I grow bored with zombie chat rather quickly. I like zombie stories in print and on film pretty well, but sadly the discussion of those movies seems to always become micro-seminars in make-up and after a very short while, this is deadly dull to me. I don't care about the minutiae of how to make gore appear realistic. It's the overall effect of a film's narrative I'm interested in, and not how to make a head explode convincingly.

But the second season of The Walking Dead wrapped up last evening, and I have to confess I'm a fan. I came to this series grudgingly, not wanting to get hooked on another television show, but definitely intrigued by the subject matter. I found this episodic tale of a plague of undead unleashed on the world, specifically the southern United States a fascinating examination of what people will do in a crisis which draws on the deepest resources.


After the first season I was interested, but it's the second season with its patient yet relentless storytelling (not unlike the deadly stride of an undead "Walker") which has made me rate this show at the top of my current television crop. Lots of folks seemed to find the quiet of the early shows frustrating, but it was during these stories in which the zombies didn't dominate the storyline that we began to really learn about the interior of our cast. It's their struggle against the overwhelming threat of the "walkers" which is what this show is about, not the creatures themselves. This season showed that and more.

I don't want to say much for fear of ruining it for folks who might not have seen it, but the way this show will kill off its cast, sometimes key members also has my attention. I truly believe that no one is safe in this dangerous world. I've never read the comic (nor much want to actually) so I don't have lots of expectations for this show to frustrate.
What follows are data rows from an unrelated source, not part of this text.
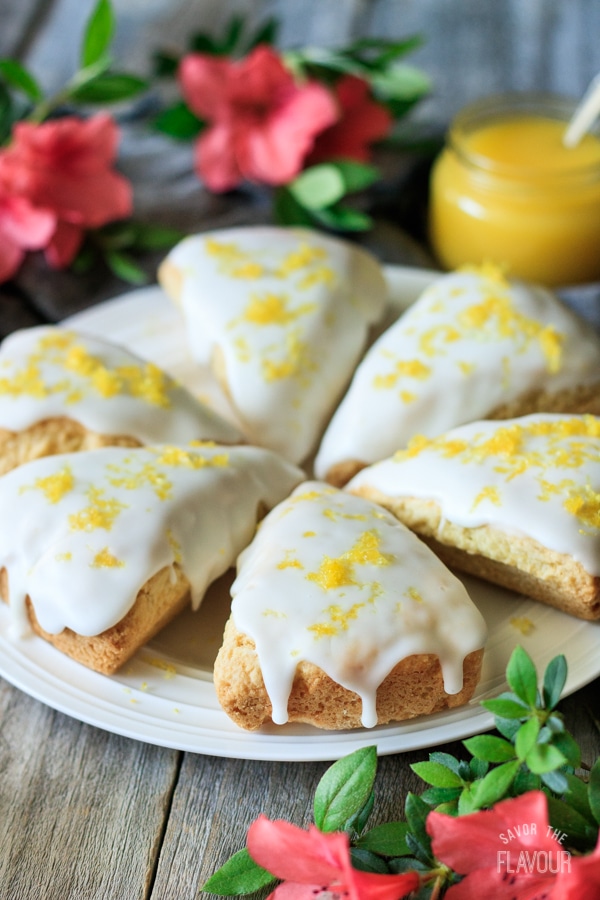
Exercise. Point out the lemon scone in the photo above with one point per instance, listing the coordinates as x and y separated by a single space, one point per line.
61 392
473 346
514 502
341 617
98 550
282 316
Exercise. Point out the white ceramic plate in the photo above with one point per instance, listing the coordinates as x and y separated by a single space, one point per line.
165 695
I just watch the story as it unfolds and so far I have to say they've done a magnificent job.

I already hanker for the next season, but that will be months away.

Sigh.


To fill the void, I might have to dig out The Mammoth Book of Zombie Comics which I picked up a few years ago mostly because it had a choice adaptation of Robert E. Howard's "Pigeons from Hell". Or I might have to get the massive collection of zombie stories titled directly enough Zombies!Zombies!Zombies! edited by Otto Penzler. I'm a fan of Penzler's mystery collections and this gigantic set of undead stories seems ripe for the buying. Since It might be a great time, before the coming zombie apocalypse makes getting orders from Amazon a tad more difficult.